The use of Fairmined silver was also important to me its an issue that needs to be talked about.
And now to have the piece selected for an exhibition that includes some superb pieces of gold and silversmithing going back to the 1880s is absolutely amazing.
The annual Outstanding Student Award invites entrants from Scottish art schools to come up with a truly exceptional design and the finished item is given a place in the Incorporation of Goldsmiths of the City of Edinburghs permanent collection.
Ebba Goring, Scottish Goldsmiths Trust Chief Executive, said: This is a wonderful piece of work by Ruth. It embodies exactly the kind of beauty and quality that we are trying to nurture among young Scottish silversmiths.
The goblet is also notable because it is the first time the Outstanding Student Award design has been made from Fairmined silver.
By commissioning this goblet in Fairmined silver we know exactly where this material came from, in this case the Macdesa mine in Peru. We also know that the mine meets the Fairmined standard relating to social, economic and environmental standards.
The SGT is committed to supporting and promoting the adoption of responsible and sustainable practices in jewellery and silversmithing.
For it to be chosen to be exhibited alongside so many rare and unusual pieces created over more than 155 years underlines how exceptional it is.

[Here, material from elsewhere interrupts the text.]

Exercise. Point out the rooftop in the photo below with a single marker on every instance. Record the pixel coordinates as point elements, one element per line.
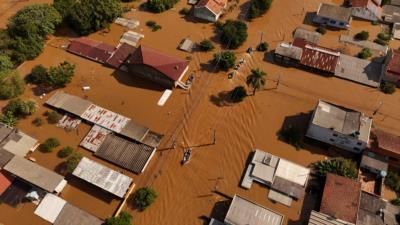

The Celebrating our Craft exhibition is being staged by Hamilton & Inches and will feature some 70 pieces created by its craftspeople throughout its 155-year history and takes place within their Edinburgh showroom from 26 August to 5 September. Among the star exhibits will be a selection of sporting trophies, awards and more.
There will also be the fabulous bowl and candlesticks, by Nicola Williams, from the SGT Millennium Collection, which was created to celebrate the return of a parliament to Scotland and is on permanent loan to the First Minister for use at Bute House.
While many people are familiar with the Hamilton & Inches Edinburgh showroom, Celebrating our Craft will shine a light on the skills of the generations of hand engravers, jewellers, polishers, silversmiths and watchmakers based upstairs in their workshops.
Victoria Houghton, CEO of Hamilton & Inches, added: The future of craft is incredibly important to us, which is why we are so proud to work with key establishments within Scotland and beyond to offer opportunities to young makers.
Ruths exceptional goblet is the result of the skills and support from the established craftspeople of Hamilton & Inches. Passing on expertise from one generation to the next helps secure the longevity and preservation of craft in Scotland. In turn, we look forward to Ruth sharing her knowledge and expertise for years to come.
Ruth initially planned to become a jewellery maker, but the award and the chance to work with some of the finest silversmiths in Scotland, has shifted her focus to larger pieces and the chance to take them from initial design to completion.
She said: Originally, I didnt want to be a silversmith, I was more drawn towards jewellery. But Ive completely changed my mind. I enjoy working on larger scale objects and I'd love to be a silversmith for the rest of my life.
And I so love working with silver. You can do so much with it because its so soft.
Another part of the Outstanding Student Award was the opportunity for mentorship. This was provided by Hamilton & Inches master polisher Colin Golder (who has been with the company for 30 years) and r silversmith David James Ramsay.
Davids own career began with an apprenticeship in 2007 that was sponsored by The Incorporation of Goldsmiths of Edinburgh (which set up the Scottish Goldsmiths Trust charity in 2000).